While these options might seem like a pretty good idea at the time, habit change and wellbeing expert Dr Gina Cleo says that snacking choices like flavoured yoghurts and muesli or protein bars often aren’t giving our bodies what they really need.

“As we start to slow down mid-afternoon, our bodies begin to crave a boost to keep us going for the rest of the day,” she says. “Sweet and even perceived ‘healthy’ snacks can give us a quick sugary hit. But they don’t provide us with the long-lasting mind and body boost we actually need to make it through the day.”

One year on from when the word “lockdown” became common parlance, it’s encouraging to note that nearly three-quarters of Australians are keen to hit refresh on their bad snacking habits and start looking to healthier choices in 2021, such as fresh fruit.

Crunch time on bad snacking habits: add an apple
Eve knew what she was doing: an apple is nature’s ultimate snack.

A smarter snack swap

A fresh fruit alternative that 82 percent of Aussies want to make the switch to is a good old-fashioned apple. It’s a great source of dietary fibre that’s low GI and full of essential nutrients to help support our bodies through the afternoon slump.

To put the mind and body benefits of apples to the test, TV personality and self-confessed snackaholic Beau Ryan has embarked on the Snack Swap Challenge. He’s traded in his usual afternoon snacks for an apple and documented the experience.

“My lifestyle is quite busy and I’m racing around a lot,” Ryan says. “So I was interested to see if swapping my usual arvo snack for an apple would give me a boost in the afternoons. The results were interesting but unsurprising for a fruit that packs in a lot of goodness.”

Beau Ryan takes on the Snack Swap Challenge
Make like Beau Ryan and take on the Snack Swap Challenge.

When the 3pm slump hits, add an apple

Dr Cleo says that apples are the ideal afternoon snack. They’re packed with many nutritional benefits; some of which many people are unaware of.

“As many as 65 percent of Australians don’t know that apples are low GI, which can give the body and mind an energy boost,” she says. “They’re also a great source of hydration, antioxidants, vitamin C and fibre. All this makes them the perfect afternoon pick-me-up.
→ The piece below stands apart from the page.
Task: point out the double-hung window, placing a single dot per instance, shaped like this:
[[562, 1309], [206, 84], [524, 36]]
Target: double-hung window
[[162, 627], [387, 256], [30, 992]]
“Swapping your typical snacks to healthier options like apples can help you feel refreshed and fuller for longer. This in turn will help to support a more balanced diet and lifestyle.”

Crunch time on bad snacking habits: add an apple
Research has found that some apples are even better for you than others.

From Ambrosia to Sundowner

Aussie apples are available year-round. However, we’re heading into prime apple season now, which means you can have your pick of more than 15 varieties. But which one to choose? Research from the University of Western Australia and Edith Cowan University found that Pink Lady and Bravo apples are the highest in polyphenols. These are thought to improve health through their antioxidant effects. But all apples are high in polyphenols, particularly the polyphenol quercetin. This has been linked to everything from reducing inflammation and lowering blood pressure to reducing your risk of heart disease.

Crunch time on bad snacking habits: add an apple
All that Jazz: so good, even Queen Oprah gives them the royal nod.

Jazz up your snacking

When it comes to crunch factor and flavour burst, we at Eativity can’t go past a Jazz apple. Being a red-skinned variety, Jazz are high in antioxidant compounds. Plus, their sweet, tangy taste and crisp texture even saw this variety score a rave review in, the digital site of O! The Oprah Magazine. Jazz apples are grown in orchards all across southern Australia, from Pemberton in WA and Stanthorpe in Queensland to the Huon Valley in Tassie. You can find them in-store from April to December.